PS: Ich glaube, es liegt an Natz zu entscheiden, ob ich seine Frage beantwortet hab. Ist mir aber eigentlich auch egal.

Leider nein, ich bin so schlau wie auch vorher, denn ich verstehe auch nach Deinem letzten Post nicht, wie ich ohne Mehrheit eine Entscheidung erzwingen kann. Ich denke aber, es ist wirklich egal, denn ich besitze keine Aktien und bin weder Toyota noch Subaru Fanboy und habe im Grunde auch nicht die Hoffnung, das ein neuer Thread die Frage beantworten würde, den außer logischen Konstrukten hat hier niemand etwas handfesteres in der Hand als die Tatsache, das der Vertrag normal ausgelaufen ist und selbst ohne Toyota ein Wechsel stattgefunden hätte.

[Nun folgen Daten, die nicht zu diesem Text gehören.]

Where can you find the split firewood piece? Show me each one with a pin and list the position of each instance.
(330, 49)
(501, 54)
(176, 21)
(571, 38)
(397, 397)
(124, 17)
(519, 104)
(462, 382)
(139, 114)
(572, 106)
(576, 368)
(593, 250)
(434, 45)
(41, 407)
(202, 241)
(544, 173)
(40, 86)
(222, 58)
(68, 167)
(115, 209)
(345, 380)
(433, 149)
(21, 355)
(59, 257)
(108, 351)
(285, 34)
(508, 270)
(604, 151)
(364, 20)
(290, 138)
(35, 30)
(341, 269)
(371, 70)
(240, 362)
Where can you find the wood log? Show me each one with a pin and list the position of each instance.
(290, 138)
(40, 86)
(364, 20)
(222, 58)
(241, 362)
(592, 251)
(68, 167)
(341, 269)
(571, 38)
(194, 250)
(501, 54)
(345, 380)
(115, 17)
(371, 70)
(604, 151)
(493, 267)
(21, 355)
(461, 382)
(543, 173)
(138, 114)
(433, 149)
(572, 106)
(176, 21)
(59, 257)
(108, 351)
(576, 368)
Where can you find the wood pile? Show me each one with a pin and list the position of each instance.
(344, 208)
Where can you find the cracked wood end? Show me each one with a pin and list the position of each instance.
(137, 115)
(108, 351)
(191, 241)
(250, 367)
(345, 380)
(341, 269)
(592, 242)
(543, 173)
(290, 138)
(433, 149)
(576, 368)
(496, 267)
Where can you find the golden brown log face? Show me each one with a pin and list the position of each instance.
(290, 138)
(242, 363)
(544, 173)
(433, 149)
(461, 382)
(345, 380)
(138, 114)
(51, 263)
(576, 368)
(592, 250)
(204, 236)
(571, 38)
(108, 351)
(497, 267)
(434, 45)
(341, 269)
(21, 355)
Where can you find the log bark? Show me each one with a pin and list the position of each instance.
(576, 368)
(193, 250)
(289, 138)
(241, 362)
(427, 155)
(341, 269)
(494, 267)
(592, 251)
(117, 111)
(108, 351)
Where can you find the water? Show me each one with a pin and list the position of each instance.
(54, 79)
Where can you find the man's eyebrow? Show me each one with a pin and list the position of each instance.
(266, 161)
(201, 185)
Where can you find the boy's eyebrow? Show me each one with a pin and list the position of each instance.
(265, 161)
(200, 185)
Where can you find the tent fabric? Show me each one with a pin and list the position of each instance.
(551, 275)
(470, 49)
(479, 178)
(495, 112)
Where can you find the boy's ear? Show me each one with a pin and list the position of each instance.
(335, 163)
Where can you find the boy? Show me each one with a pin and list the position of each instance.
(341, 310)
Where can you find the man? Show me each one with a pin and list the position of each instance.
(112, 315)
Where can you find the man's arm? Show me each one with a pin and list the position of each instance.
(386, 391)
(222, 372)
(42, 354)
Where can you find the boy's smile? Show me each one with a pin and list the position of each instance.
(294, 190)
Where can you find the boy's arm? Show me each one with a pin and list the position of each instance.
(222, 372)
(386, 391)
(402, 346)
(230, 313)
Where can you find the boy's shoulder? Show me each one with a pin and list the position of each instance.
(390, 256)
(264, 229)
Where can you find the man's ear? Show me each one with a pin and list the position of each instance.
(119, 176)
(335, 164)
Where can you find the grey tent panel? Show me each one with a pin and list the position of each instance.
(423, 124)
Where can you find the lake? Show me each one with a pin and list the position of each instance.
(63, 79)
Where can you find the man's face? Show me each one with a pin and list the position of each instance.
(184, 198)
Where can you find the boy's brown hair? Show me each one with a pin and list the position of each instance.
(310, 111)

Zu deinem Unverständniss, das wegen diesem von Dir erkannten Bock, ob es wirklich einer ist, denn die 16,8% waren ja die Kernaussage und nur als Beispiel wie man es anders, aber nicht richtig sehen könnte, die 8,6 %, zumindest habe ich es so verstanden, könnte man auch noch erörtern, hier gibt es einfach mehr Wissen über Autos als über Finanzen, üblicherweise korrigiert man nur an Stellen an denen man Wissen hat oder auch nur dort wo es einen Interessiert und für Finanzen und Aktien und Konzerne interessieren sich hier vermutlich nicht so viele wie für Autos.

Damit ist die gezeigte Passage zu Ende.